米軍専用の新岸壁にはすでに盛り土が行われている
赤崎貯油所内の「油汚染疑惑」の土砂が消えている!
やはり新岸壁の埋め立てに使用されたのか。
【参加者の感想】
地域の人々が声を上げたことを聞き、少しずつでも状況を変えることができるんだなと思いました。しかし一方で、その地域の声を巧妙に利用して基地強化を行う米軍とその言いなりになる日本政府には本当に腹立たしいと感じました。
石岳展望台からの景色は、天気もよく、小さな島々がきれいに見えました。でも、その中に多くの軍事施設があり、世界のあちこちの戦争に加担していると思うと、素直に景色を楽しむ気持ちにはなれませんでした。
また、浦頭引揚記念資料館でお話を聞いたとき、これからの日本は外交が大切だと言われたことがとても印象的でした。一人々がどうしたら戦争をなくせるか、他の国と平和的に付き合うにはどうしたらいいか、と考えることが重要ではないかと思いました。
一番驚いたのは、有事を想定して高速道路を市内一等地まで延長し、そのICを作るために公共施設や学校、民家まで大規模に移転させている現状を目の当たりにしたことです。これほど住民生活や景観を無視した都市開発は行政の基本姿勢として批判されるべきです。住民のためではなく、あくまで米軍に歩調をあわせる国・地方の矛盾が示された場所でした。
また敗戦後、引き揚げてきた多くの日本人たちの歴史を葬るような、負の遺産を出来るだけ消し去ろうとする行政の策動が佐世保でも進行していることは看過できません。沖縄戦を空洞化させようとする動きなどとあいまって見ていかなければと思いました。

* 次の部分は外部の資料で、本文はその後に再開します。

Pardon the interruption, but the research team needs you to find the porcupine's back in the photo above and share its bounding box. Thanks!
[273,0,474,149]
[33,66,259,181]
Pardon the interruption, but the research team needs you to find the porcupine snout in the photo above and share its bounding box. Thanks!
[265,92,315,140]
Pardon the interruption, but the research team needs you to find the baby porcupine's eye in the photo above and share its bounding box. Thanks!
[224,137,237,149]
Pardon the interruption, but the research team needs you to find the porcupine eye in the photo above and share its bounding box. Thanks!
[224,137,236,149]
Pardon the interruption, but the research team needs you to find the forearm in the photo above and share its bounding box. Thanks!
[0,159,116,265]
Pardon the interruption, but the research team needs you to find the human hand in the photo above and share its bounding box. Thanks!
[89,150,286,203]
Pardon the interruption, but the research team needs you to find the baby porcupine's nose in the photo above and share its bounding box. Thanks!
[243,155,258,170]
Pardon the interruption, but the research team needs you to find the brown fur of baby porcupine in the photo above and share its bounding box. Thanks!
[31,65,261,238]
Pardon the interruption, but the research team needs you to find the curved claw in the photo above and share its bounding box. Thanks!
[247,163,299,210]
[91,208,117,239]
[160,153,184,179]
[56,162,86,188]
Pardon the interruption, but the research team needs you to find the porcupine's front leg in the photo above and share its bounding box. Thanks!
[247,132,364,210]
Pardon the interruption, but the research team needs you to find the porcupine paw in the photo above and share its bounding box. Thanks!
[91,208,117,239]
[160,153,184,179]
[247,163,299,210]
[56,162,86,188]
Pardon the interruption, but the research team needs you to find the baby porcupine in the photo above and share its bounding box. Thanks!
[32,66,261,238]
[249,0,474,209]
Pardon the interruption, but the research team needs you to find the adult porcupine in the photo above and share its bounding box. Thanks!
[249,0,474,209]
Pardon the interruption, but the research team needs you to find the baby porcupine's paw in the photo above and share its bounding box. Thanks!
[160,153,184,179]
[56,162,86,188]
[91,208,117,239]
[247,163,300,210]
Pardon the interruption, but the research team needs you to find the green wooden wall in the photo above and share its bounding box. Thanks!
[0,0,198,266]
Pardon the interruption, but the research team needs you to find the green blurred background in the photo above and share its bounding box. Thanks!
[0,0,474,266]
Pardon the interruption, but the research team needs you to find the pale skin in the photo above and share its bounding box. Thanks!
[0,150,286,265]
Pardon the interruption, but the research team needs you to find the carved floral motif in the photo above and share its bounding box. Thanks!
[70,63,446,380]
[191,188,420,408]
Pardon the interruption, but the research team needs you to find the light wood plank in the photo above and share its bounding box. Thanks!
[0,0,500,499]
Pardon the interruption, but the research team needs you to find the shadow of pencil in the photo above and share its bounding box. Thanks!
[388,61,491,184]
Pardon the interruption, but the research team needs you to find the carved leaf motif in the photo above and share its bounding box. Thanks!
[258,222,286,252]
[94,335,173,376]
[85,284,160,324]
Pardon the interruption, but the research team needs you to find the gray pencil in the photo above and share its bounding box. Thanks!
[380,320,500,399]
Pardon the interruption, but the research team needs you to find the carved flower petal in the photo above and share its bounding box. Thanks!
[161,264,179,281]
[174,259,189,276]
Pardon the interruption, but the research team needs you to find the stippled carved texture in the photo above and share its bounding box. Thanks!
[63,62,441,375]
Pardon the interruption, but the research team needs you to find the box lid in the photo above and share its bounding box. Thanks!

浦頭に引き揚げたフィリピン・レイテで亡くなった遺体四千体余りを3ヶ月かけて焼いた場所(牛ノ浦、安久ノ浦など)は現在の米軍針尾弾薬庫。そこで焼かれた人達は、またここから戦場へ命を奪う爆弾がおくられるなんて思っただろうか。
米軍住宅では、こんなお天気の日に洗濯物がどこの家にも干していないことに驚いた。「全部乾燥機さ」と誰かは言ったが、その電気代も私達の税金だ。
石岳展望台から一望に見た佐世保の姿をこれ以上戦争の町にしないためにも、日常から小さな動きを弛まず続けていくんだと新たに胸に誓った。